Setiap yang datang, pasti akan ada yang pergi.

Merelakan kebahagiaan lalu dengan seseorang, akan diganti dengan kebahagiaan dari orang lain.

Aku mendengar sebuah helaan napas panjang yang terdengar berat. Lelaki itu sedang berusaha melepas sekotak beban yang menghimpit dadanya.

“Perempuanku… oke, ini bukan soal mana yang lebih cantik, fajar atau senja. Tapi soal bagaimana kita didekatkan dengan hal yang sudah kita debatkan.”

Kernyitan dan pandangan tanda tanya tampak jelas di wajah perempuan itu. “Maksudnya?”

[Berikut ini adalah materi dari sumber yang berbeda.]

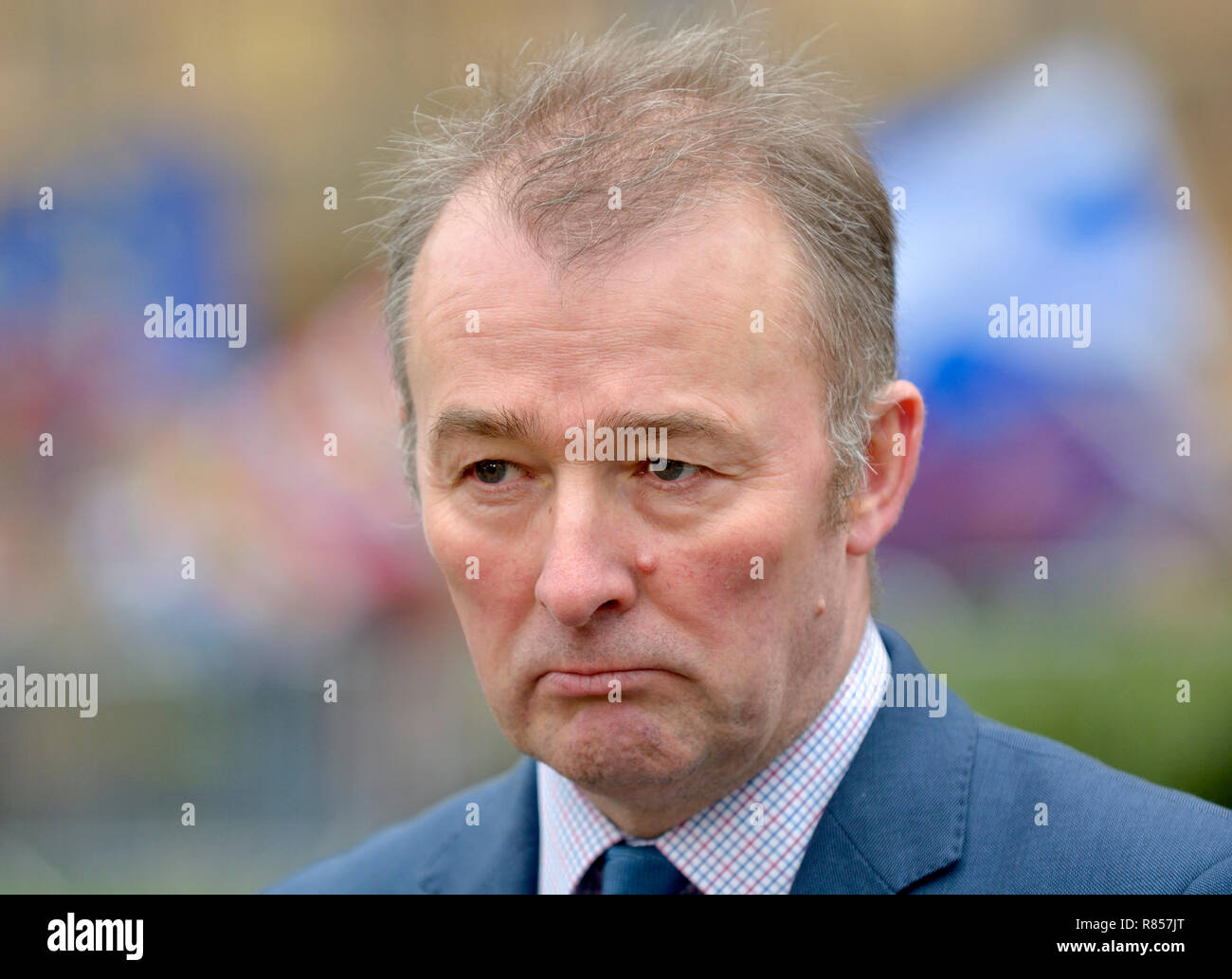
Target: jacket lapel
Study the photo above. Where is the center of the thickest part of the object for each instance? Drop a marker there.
(899, 811)
(500, 855)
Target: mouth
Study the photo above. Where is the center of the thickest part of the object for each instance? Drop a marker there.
(602, 682)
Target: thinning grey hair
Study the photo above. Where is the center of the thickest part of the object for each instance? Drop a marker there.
(666, 118)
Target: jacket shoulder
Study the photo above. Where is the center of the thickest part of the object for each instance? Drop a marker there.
(1059, 821)
(393, 860)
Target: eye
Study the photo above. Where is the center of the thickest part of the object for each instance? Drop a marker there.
(492, 472)
(672, 471)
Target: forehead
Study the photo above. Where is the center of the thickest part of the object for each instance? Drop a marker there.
(719, 263)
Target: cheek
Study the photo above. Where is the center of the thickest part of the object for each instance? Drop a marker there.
(487, 579)
(728, 584)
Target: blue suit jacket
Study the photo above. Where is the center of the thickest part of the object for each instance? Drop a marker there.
(943, 805)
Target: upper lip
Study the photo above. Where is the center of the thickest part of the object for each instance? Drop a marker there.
(595, 670)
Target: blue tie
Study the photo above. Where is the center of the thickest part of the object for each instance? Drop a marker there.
(640, 870)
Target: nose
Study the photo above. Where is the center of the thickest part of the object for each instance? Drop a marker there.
(584, 571)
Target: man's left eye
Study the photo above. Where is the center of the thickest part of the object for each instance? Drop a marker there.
(672, 471)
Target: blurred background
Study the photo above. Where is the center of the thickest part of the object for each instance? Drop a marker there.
(311, 568)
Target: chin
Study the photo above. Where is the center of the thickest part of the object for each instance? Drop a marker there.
(607, 750)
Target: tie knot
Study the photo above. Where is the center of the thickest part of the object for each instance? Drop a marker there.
(640, 870)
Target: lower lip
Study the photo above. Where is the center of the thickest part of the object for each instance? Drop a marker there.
(598, 685)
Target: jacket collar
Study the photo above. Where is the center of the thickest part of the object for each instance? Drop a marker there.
(897, 817)
(899, 811)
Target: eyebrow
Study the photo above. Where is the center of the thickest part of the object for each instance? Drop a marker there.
(517, 426)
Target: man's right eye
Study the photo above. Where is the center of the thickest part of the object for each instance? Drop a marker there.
(492, 472)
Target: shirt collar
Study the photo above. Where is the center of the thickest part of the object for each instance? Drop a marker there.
(751, 842)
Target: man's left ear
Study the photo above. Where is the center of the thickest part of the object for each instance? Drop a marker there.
(894, 455)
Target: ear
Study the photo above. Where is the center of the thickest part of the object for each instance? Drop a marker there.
(894, 453)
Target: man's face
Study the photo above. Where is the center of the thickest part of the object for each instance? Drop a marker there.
(697, 588)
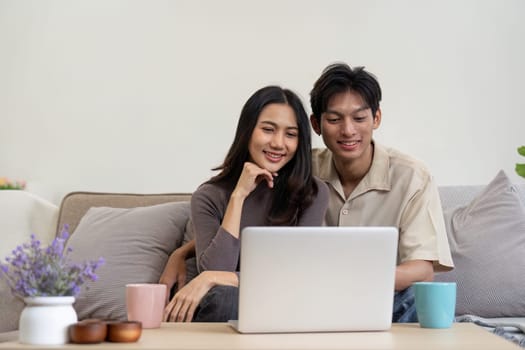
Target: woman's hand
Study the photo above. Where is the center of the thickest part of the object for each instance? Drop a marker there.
(183, 305)
(250, 177)
(175, 269)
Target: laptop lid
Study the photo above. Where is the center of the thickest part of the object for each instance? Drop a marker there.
(315, 279)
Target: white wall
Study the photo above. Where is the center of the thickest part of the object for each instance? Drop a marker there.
(144, 96)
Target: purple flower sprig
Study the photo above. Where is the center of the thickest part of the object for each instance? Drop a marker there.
(34, 270)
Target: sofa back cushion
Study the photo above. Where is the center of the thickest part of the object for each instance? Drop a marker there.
(135, 243)
(487, 241)
(75, 204)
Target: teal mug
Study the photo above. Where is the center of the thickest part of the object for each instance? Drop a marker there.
(435, 303)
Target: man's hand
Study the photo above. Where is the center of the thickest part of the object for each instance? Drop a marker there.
(412, 271)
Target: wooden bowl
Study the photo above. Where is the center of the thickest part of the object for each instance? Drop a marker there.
(88, 332)
(124, 332)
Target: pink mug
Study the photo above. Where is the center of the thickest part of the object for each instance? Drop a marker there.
(145, 302)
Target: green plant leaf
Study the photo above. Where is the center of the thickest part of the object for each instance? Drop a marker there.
(520, 169)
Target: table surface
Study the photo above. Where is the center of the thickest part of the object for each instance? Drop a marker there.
(405, 336)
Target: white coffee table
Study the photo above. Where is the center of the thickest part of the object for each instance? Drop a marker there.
(201, 336)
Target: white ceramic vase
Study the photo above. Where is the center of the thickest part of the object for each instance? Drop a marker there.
(45, 320)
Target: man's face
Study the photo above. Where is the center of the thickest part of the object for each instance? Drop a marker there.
(347, 126)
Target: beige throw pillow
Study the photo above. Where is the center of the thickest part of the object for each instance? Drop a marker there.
(487, 241)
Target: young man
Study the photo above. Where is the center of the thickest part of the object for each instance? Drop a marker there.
(371, 185)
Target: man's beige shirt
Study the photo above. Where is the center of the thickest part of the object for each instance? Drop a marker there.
(397, 191)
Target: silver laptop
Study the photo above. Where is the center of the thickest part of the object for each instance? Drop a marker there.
(316, 279)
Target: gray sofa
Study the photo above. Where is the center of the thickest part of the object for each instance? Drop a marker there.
(114, 226)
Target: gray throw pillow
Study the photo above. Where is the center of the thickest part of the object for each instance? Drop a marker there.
(135, 244)
(10, 308)
(487, 241)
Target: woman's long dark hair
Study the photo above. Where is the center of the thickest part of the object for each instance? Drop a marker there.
(294, 188)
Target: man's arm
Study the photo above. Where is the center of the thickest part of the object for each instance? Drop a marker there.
(412, 271)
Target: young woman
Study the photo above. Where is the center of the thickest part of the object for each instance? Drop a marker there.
(265, 179)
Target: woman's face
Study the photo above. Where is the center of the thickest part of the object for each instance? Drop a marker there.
(275, 138)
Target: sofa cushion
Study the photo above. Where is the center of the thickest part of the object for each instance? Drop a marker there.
(487, 241)
(135, 244)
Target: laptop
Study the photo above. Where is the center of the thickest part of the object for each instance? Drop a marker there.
(316, 279)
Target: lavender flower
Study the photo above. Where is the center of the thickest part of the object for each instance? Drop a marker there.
(34, 270)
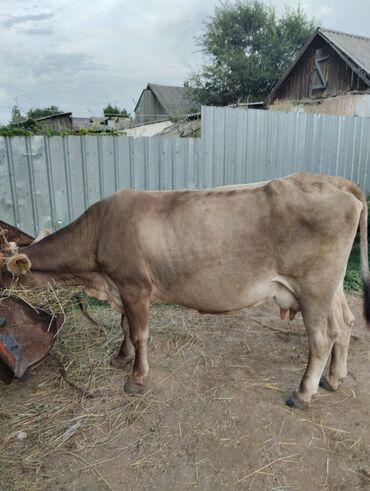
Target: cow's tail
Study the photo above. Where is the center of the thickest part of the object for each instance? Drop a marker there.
(364, 257)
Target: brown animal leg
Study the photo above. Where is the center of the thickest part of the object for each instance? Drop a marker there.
(343, 323)
(137, 315)
(320, 342)
(126, 352)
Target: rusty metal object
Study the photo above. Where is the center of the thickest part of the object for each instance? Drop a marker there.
(15, 235)
(26, 336)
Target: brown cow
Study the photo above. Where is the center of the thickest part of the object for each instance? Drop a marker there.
(216, 251)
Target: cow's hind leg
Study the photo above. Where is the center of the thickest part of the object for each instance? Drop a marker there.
(343, 322)
(137, 315)
(126, 352)
(320, 342)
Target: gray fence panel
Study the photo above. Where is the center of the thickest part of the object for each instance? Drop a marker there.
(252, 145)
(50, 181)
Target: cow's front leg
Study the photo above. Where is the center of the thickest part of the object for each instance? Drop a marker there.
(320, 342)
(126, 352)
(137, 315)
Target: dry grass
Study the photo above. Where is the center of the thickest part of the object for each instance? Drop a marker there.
(213, 416)
(54, 300)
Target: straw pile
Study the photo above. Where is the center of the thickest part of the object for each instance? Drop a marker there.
(53, 299)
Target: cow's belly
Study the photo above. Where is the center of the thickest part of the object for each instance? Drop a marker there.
(217, 297)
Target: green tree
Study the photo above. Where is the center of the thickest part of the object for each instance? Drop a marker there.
(39, 113)
(247, 48)
(110, 110)
(16, 115)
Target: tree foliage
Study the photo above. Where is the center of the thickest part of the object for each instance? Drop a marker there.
(16, 115)
(247, 48)
(110, 110)
(40, 113)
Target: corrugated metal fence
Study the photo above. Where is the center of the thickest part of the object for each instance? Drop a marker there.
(49, 181)
(253, 145)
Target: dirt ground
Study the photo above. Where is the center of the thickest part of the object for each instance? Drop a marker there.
(214, 416)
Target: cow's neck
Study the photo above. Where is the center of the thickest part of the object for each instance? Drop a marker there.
(71, 250)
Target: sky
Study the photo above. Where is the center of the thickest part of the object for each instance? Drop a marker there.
(81, 55)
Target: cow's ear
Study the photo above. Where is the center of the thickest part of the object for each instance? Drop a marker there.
(18, 264)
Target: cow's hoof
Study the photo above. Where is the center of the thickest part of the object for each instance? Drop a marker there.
(325, 384)
(132, 388)
(119, 361)
(294, 401)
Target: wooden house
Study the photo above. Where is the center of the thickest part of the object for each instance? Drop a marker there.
(331, 74)
(161, 102)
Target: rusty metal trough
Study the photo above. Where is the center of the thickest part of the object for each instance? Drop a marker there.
(26, 333)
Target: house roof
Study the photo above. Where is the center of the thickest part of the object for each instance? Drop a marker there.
(173, 99)
(52, 116)
(354, 50)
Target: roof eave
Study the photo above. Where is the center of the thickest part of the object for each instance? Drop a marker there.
(365, 76)
(318, 32)
(290, 68)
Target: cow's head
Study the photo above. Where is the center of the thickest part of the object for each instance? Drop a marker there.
(12, 263)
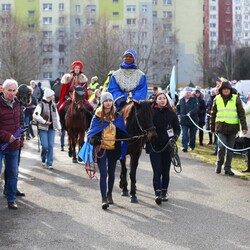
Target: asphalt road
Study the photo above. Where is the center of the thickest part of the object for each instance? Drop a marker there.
(62, 209)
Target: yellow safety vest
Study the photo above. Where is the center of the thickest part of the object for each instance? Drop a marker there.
(228, 113)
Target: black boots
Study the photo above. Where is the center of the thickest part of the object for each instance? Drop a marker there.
(105, 204)
(164, 195)
(109, 198)
(158, 197)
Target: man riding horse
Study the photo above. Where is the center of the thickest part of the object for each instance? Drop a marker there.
(128, 82)
(75, 78)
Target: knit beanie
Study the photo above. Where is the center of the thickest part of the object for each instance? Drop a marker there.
(106, 96)
(48, 93)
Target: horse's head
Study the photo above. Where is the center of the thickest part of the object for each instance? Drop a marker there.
(24, 94)
(140, 119)
(79, 97)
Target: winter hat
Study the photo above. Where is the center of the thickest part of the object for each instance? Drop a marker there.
(187, 89)
(106, 96)
(132, 52)
(48, 93)
(77, 63)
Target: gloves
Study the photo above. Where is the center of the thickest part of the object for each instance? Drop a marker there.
(95, 141)
(174, 138)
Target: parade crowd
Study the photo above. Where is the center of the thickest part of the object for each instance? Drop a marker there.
(223, 115)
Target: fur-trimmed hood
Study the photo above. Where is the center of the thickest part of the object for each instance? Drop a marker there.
(67, 78)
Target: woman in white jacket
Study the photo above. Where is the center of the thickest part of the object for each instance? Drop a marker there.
(247, 135)
(48, 121)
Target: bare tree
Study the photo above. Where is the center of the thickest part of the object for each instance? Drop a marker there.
(99, 47)
(19, 50)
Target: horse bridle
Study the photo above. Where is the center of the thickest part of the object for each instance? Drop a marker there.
(144, 131)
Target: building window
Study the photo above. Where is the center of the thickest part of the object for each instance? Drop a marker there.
(61, 6)
(47, 34)
(144, 20)
(47, 20)
(61, 61)
(144, 8)
(47, 75)
(47, 6)
(131, 8)
(144, 35)
(77, 21)
(47, 48)
(90, 21)
(61, 48)
(167, 26)
(31, 25)
(167, 2)
(31, 12)
(167, 14)
(6, 7)
(77, 8)
(91, 9)
(131, 21)
(47, 61)
(61, 20)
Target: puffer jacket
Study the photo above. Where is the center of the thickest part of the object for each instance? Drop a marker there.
(223, 127)
(190, 107)
(9, 122)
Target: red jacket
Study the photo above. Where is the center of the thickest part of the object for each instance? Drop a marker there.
(9, 123)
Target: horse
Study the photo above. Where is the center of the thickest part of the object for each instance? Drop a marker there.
(76, 121)
(138, 118)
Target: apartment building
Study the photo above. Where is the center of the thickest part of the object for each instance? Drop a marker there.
(61, 21)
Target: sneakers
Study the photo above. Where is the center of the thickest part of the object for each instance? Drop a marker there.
(229, 172)
(105, 204)
(109, 198)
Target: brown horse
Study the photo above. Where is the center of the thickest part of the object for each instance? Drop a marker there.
(76, 121)
(138, 117)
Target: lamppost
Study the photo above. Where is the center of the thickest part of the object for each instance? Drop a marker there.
(176, 73)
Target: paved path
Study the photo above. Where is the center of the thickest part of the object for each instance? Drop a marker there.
(62, 209)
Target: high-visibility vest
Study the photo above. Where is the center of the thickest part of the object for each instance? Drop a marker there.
(226, 113)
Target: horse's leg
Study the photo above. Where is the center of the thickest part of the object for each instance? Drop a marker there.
(80, 143)
(70, 143)
(123, 178)
(133, 167)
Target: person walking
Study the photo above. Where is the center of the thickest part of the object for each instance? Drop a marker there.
(48, 121)
(128, 82)
(10, 113)
(168, 128)
(188, 106)
(201, 113)
(106, 127)
(226, 116)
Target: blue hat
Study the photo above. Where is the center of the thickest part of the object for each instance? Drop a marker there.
(106, 96)
(132, 52)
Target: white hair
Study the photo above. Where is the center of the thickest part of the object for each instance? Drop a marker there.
(9, 82)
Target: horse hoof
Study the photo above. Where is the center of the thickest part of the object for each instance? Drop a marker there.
(124, 193)
(133, 199)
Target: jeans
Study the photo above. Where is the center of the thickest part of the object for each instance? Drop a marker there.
(229, 141)
(161, 163)
(11, 168)
(47, 141)
(62, 137)
(106, 165)
(188, 136)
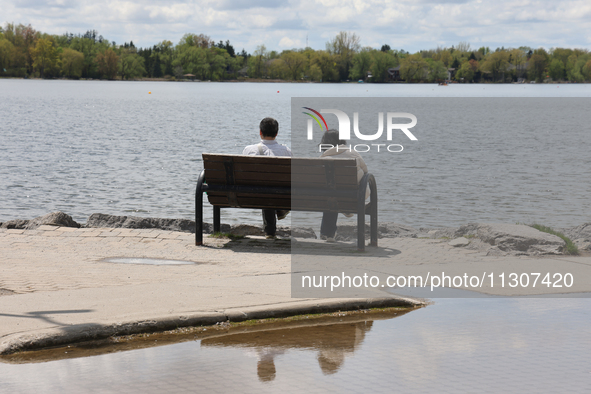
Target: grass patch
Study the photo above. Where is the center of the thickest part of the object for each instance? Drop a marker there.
(570, 247)
(233, 237)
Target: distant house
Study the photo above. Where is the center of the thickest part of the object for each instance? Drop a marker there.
(519, 71)
(451, 73)
(394, 74)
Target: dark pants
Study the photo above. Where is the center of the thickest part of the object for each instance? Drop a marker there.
(328, 227)
(270, 221)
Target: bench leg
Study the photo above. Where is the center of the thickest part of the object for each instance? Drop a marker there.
(216, 219)
(361, 227)
(374, 222)
(199, 218)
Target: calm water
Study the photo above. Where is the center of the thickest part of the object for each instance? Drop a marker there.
(95, 146)
(456, 345)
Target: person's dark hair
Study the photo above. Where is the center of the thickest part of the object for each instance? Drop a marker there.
(331, 137)
(269, 127)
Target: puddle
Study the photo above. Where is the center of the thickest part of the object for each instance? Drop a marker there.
(133, 260)
(455, 345)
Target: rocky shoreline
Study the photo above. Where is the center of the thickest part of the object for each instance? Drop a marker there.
(494, 239)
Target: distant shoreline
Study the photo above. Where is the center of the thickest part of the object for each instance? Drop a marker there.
(263, 80)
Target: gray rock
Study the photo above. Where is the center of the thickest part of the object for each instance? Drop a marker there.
(103, 220)
(246, 229)
(580, 232)
(303, 232)
(515, 238)
(582, 244)
(459, 242)
(17, 224)
(184, 225)
(348, 232)
(51, 219)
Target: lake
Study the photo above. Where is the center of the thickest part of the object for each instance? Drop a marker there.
(496, 153)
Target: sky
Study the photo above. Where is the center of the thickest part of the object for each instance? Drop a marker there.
(411, 25)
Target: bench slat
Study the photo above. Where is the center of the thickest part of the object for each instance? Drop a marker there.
(282, 169)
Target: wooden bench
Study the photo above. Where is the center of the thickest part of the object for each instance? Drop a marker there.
(295, 184)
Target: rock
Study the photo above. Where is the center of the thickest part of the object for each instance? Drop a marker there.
(393, 230)
(580, 232)
(447, 232)
(303, 232)
(103, 220)
(458, 242)
(246, 229)
(17, 224)
(582, 244)
(112, 221)
(515, 238)
(51, 219)
(348, 232)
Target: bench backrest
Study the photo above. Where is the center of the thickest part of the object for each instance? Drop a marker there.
(337, 177)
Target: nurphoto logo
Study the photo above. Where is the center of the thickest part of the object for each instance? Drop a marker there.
(345, 129)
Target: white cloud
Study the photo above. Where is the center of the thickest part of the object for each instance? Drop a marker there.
(287, 43)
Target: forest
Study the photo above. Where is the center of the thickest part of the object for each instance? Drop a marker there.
(27, 53)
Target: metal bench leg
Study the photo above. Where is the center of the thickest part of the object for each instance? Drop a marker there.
(199, 210)
(374, 211)
(361, 226)
(216, 219)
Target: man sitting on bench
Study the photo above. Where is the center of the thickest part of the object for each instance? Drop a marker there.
(268, 130)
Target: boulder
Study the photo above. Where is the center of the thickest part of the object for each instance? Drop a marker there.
(580, 232)
(515, 238)
(459, 242)
(246, 229)
(348, 232)
(51, 219)
(103, 220)
(582, 244)
(184, 225)
(17, 224)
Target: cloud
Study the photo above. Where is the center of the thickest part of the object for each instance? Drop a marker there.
(287, 42)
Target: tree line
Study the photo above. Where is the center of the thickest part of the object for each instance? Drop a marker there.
(25, 52)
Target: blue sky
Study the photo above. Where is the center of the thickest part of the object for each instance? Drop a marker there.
(405, 24)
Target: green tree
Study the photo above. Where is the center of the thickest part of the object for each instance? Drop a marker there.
(556, 70)
(361, 64)
(413, 68)
(163, 54)
(436, 70)
(327, 65)
(107, 62)
(72, 63)
(131, 65)
(344, 47)
(538, 62)
(381, 62)
(294, 63)
(45, 57)
(192, 60)
(257, 63)
(91, 49)
(496, 64)
(6, 53)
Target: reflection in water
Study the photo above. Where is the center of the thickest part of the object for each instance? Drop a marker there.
(493, 345)
(333, 343)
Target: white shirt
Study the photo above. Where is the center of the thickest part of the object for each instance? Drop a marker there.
(267, 148)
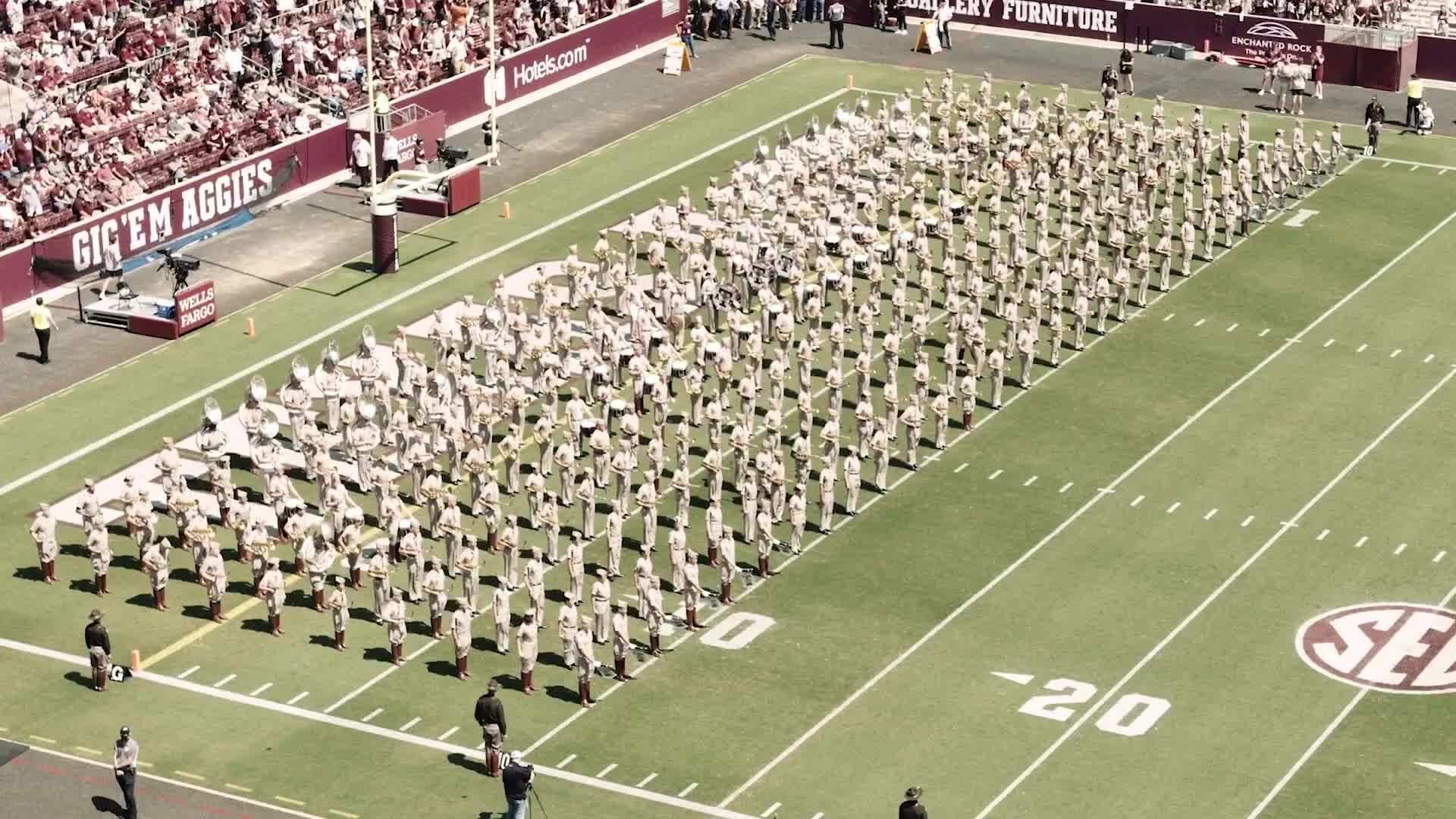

“Maaf kalau aku sudah memilih cemburu lebih dulu, tapi aku akan berusaha percaya kalau kamu pasti bisa menulis sesuatu yang inspirasinya dari aku, suatu hari nanti,” ujar sang lelaki sambil tersenyum, “tapi yang jauh lebih penting, sekarang ada harapan baru di pikiranku… aku berharap, kelak, kamu akan leluasa menikmati ketenangan bersamaku. Mengantar senja atau membangunkan fajar. Siapa tahu, habis itu idemu bisa lebih liar menulis tentang aku. Gimana?”

Tidak perlu ribuan bintang untuk membuat perempuan itu tersenyum. Ia hanya perlu menatap dalam-dalam mata lelakinya dan menemukan kalau banyak harapan juga mimpi yang ingin dia bangun bersama.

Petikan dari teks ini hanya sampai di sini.